International Monetary Fund (IMF) has warned Kenya risks defaulting on international loans as it falls by two steps.
In a report released on Tuesday, the IMF noted that the country’s risk of defaulting on debt repayment had increased from low to moderate.
Imminent repayment of a huge external debt, including part of the 2015 Eurobond, is likely to pile pressure on the country’s revenues.
The report explains that the Government has aggressively instituted austerity measures, hitting Kenyans with hefty tax bills, including the eight per cent Value Added Tax on petroleum products.
It also explains the freezing of development projects and the ongoing crackdown against graft and wastage that has seen a number of high-ranking Government officials arraigned.
Money transfers, telephone and data services have not been spared from the Government’s aggressive measures to raise more revenue.
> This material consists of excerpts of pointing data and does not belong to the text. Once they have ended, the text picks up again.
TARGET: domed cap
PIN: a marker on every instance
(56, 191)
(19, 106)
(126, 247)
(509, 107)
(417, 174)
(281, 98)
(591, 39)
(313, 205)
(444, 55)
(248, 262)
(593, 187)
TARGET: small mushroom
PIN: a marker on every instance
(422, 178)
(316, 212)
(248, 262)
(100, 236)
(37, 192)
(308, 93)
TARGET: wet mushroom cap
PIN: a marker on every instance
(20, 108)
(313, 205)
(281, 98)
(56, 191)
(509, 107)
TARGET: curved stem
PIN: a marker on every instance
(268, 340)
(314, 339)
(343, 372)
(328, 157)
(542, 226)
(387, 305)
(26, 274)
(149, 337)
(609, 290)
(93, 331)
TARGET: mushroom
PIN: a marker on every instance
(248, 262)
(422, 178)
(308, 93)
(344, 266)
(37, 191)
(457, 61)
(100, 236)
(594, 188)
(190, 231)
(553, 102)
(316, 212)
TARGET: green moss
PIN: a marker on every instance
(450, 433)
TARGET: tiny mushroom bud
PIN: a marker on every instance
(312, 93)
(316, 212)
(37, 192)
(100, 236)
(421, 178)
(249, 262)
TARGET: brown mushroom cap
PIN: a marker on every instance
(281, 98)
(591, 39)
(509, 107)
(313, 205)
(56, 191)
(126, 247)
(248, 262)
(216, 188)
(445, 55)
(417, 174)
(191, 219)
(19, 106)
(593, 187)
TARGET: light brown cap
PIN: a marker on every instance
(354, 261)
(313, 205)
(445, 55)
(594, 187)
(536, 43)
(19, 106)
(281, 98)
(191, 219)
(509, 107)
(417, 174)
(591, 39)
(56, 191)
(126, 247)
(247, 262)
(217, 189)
An important belt-tightening measure spelled out recently includes the move by Treasury to shun expensive commercial loans such as Eurobond and syndicated ones from commercial banks.
Big Four agenda
Instead, Treasury hopes to fund future projects using cheap loans from development partners such as the World Bank and IMF, and working with the private sector to realise its ambitious Big Four agenda.
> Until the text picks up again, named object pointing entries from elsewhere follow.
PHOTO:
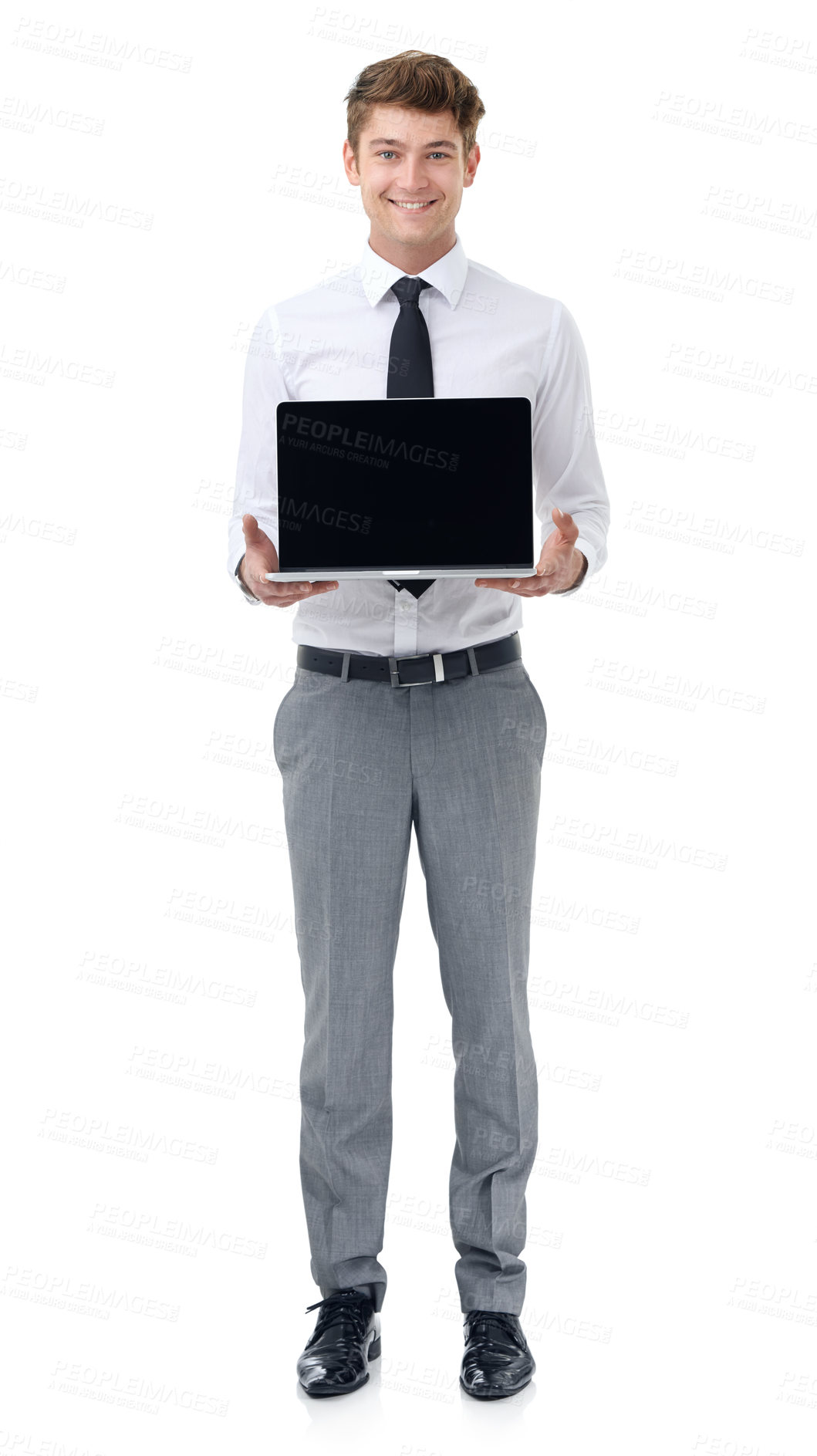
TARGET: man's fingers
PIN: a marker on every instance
(565, 523)
(287, 593)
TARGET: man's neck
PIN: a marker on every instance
(413, 259)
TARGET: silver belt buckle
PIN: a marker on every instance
(439, 670)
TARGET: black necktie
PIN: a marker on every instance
(410, 367)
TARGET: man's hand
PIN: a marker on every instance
(261, 556)
(558, 568)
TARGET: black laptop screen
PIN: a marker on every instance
(431, 484)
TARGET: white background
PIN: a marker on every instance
(654, 169)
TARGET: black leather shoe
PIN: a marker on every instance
(497, 1360)
(346, 1339)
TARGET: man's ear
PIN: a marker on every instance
(349, 164)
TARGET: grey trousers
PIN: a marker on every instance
(360, 763)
In the Financial Year ending June 2019, Kenya is expected to repay Sh250.3 billion ($2.5 billion) of its external debt, including a Eurobond repayment of Sh78 billion issued in 2015.
Financial experts warn that since virtually all external debts are denominated in foreign currencies, mostly the US dollar, Kenya’s foreign currency reserve will need to be formidable for the country to be able to repay from its coffers.
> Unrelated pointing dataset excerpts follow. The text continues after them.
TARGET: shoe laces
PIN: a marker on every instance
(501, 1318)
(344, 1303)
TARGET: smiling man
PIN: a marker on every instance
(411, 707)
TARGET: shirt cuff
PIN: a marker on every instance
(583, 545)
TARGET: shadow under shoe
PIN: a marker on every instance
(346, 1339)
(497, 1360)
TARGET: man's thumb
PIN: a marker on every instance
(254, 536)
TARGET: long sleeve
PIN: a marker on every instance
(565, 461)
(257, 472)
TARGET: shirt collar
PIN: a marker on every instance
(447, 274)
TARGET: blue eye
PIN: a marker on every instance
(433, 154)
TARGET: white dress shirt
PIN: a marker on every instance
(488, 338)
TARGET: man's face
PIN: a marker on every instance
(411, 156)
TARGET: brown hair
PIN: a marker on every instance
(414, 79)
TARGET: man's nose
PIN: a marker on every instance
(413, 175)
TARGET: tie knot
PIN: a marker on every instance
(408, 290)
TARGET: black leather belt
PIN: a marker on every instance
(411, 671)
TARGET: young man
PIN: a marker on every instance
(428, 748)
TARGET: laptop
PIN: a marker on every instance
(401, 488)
In the absence of enough reserves, Kenya will have to borrow additional dollars to offset these loans, in what is known as refinancing.
In a separate statement, the Government reluctantly admitted that it would be difficult to get concessionary financing.
Treasury noted that the country had accumulated commercial loans with a short maturity period, a situation that will put pressure on the country’s finances.
The IMF, which has in the past warned against Kenya’s ballooning public debt, said the country’s external debt distress has left it in a delicate situation, where any slight external disturbance such a drought or increase in the global oil prices could plunge it into a financial crisis.
“The higher level of debt, together with rising reliance on non-concessional borrowing, have raised fiscal vulnerabilities and increased interest payments on public debt to nearly one-fifth of revenue,” said IMF.
Although the shilling has held on steady against the US dollar, trading at an average of 101 against the green buck for close to seven months, an improved US economy is likely to put some strain on the Kenyan currency.
Negative sentiments by the IMF might not bond well with investors.
Transaction advisers to the Eurobond told bond holders: “Statements made by the IMF may contain adverse information that could negatively impact the price of the notes.”